Она заставляет меня съесть гамбургер: “Ты же сегодня, кроме соленых огурцов и селедки, ничего не ел”. И действительно, после первого же куска во мне просыпается волчий аппетит, я набрасываюсь на еду, не стесняясь присутствия Елены. Впрочем, она не отстает от меня.
Когда мы утолили голод и распили полбутылки вина, Елена разливает по чашкам кофе. Потом она удобно усаживается в кресле, вытянув при этом свое произведение искусства в виде женских ног, и спрашивает:
— Как ты думаешь, чем я занималась все это время?
— Представления не имею.
— Я просматривала записи твоей работы в 41-м году. Не все подряд, конечно, а выборочно. Меня интересовало, как можно жить и работать в условиях такой войны и оставаться при этом нормальным человеком?
— Не совсем нормальным. По крайней мере, в моем времени последние годы я читал, что человек, прошедший войну и привыкший к узаконенному убийству, уже не может считаться психически нормальным…
Лена возмущенно прерывает меня, гневно сверкнув своими “жемчужными” глазами:
— Глупости! Это все писалось по специальному заказу и с дальним прицелом. Во-первых, необходимо было в глазах общественности дискредитировать вас — “афганцев”, а во-вторых, вспомни, каким почетом и уважением до недавнего времени пользовались участники войны. Они были почти святыми. Можно ли было предпринять что-то в стране, если бы они этого не одобрили? А сейчас их мнение никого не интересует. После этих статей их считают психически ущербными. Вспомни, как банда подонков избивала старика-героя, и ведь никто не заступился, кроме Злобина! Но я другое имею в виду. Понимаешь, полыхает война, кругом смерть, страдания — ад, одним словом. Вы каждый день летаете под Богом. Деретесь яростно, но на земле становитесь другими людьми. Не только ты: и Волков, и Федоров, и Сергей. А ты и Ольга! Ваша любовь… — Лена замечает, что я мрачнею. — Извини, я задела больное место.
— Ничего, Лена, что было, то прошло, этого уже не вернуть. Я только думаю, что, наверное, вот такие “отдушины” и помогали нам остаться людьми.

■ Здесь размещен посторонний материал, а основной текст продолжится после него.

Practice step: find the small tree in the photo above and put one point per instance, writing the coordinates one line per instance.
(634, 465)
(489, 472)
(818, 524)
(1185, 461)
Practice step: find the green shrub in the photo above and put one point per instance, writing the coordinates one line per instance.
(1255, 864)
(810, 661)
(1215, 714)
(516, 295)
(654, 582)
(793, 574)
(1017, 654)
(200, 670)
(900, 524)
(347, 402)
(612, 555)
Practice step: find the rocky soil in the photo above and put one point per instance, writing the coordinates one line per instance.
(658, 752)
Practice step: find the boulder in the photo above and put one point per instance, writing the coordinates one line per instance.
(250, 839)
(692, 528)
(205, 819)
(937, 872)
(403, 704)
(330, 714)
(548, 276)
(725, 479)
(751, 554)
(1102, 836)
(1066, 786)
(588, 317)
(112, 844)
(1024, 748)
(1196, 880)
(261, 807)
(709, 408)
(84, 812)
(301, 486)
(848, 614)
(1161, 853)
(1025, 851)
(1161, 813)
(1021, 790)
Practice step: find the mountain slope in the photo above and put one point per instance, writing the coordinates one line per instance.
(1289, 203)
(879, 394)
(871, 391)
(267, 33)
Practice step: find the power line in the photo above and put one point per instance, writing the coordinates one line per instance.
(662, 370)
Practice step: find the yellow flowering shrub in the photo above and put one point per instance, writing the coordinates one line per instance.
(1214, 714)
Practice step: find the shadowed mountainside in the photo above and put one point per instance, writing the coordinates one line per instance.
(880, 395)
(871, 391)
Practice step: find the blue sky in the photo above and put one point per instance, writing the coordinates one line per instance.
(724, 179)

Лена смотрит на меня с интересом.
— А верно. Я просто не пыталась взглянуть на все это с такой позиции. Но сейчас речь не об этом.
— А о чем?
— Не о чем, а о ком. Речь — о тебе. Я знаю многих хроноагентов, но ни один из них не смог бы справиться с этим заданием так, как это сделал ты.

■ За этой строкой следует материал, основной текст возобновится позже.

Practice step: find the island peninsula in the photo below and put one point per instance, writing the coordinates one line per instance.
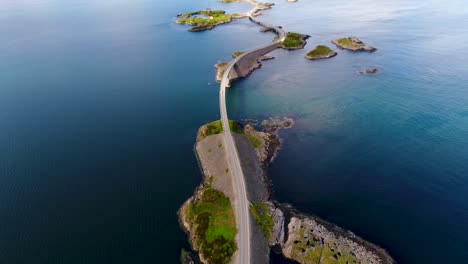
(230, 218)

— Ты имеешь в виду то, как я прикрывал отход Сергея?
— И это тоже. Я имею в виду твое поведение на войне. Ведь в любую минуту тебя могли убить, а ты… ты даже нe остерегался. Ты все время работал на грани…
— Но ведь Магистр сказал мне, что моя жизнь — вне опасности…
— Мало ли что скажет Магистр! Откуда ты мог знать о том, как мы можем тебя вытащить оттуда? А может быть, Магистр просто лгал тебе, чтобы успокоить? Были у тебя кие мысли?
— Я вообще-то никогда ему особо не верил.
— Вот видишь! В любом случае в твоей ситуации, после гибели Злобина в 91-м году, ты мог вернуться из 41-го года, только пережив свою смерть.
— Почему?
— Я час назад задала этот вопрос Магистру: “Почему мы не перетащили Коршунова сразу после выполнения основного задания?” Знаешь, что он мне ответил?
— Что же?
— Перетащить тебя можно было, только послав на замену тебе Злобина, он в это время был уже свободен…
— Так он — здесь?
— Да, ты с ним еще встретишься. Не отвлекай. Так вот, отправить в 41-й год Злобина прямо так, без подготовки, — значит послать его на верную смерть.
— Я и сам пришел к такому выводу еще месяц назад.
— И правильно решил. Но и твоя собственная смерть в 41-м была уже у тебя на плечах. Магистр сказал, что такие, как ты, на войне долго не живут. Вспомни Волкова. Вспомни себя, как после гибели Ольги ты искал смерти.
Я мрачнею.
— Извини, я опять допустила бестактность. Понимаешь, у нас здесь к тому, что остается в реальных фазах, где мы работали, несколько своеобразный подход. Ты к этому тоже привыкнешь. Это как у вас, летчиков. Товарищ погиб, а вы, помянув его, начинаете анализировать: почему, что он не так сделал. Ищете, где он допустил ошибку, чтобы самому ее потом не повторить.
— Понимаю.
— Вот и хорошо. А я постараюсь, пока ты к этому не привыкнешь, следить за собой. Так вот, твой конец должен был последовать между октябрем 1941-го и февралем 1942-го, в зависимости от расклада вариантов, а их на войне — великое множество.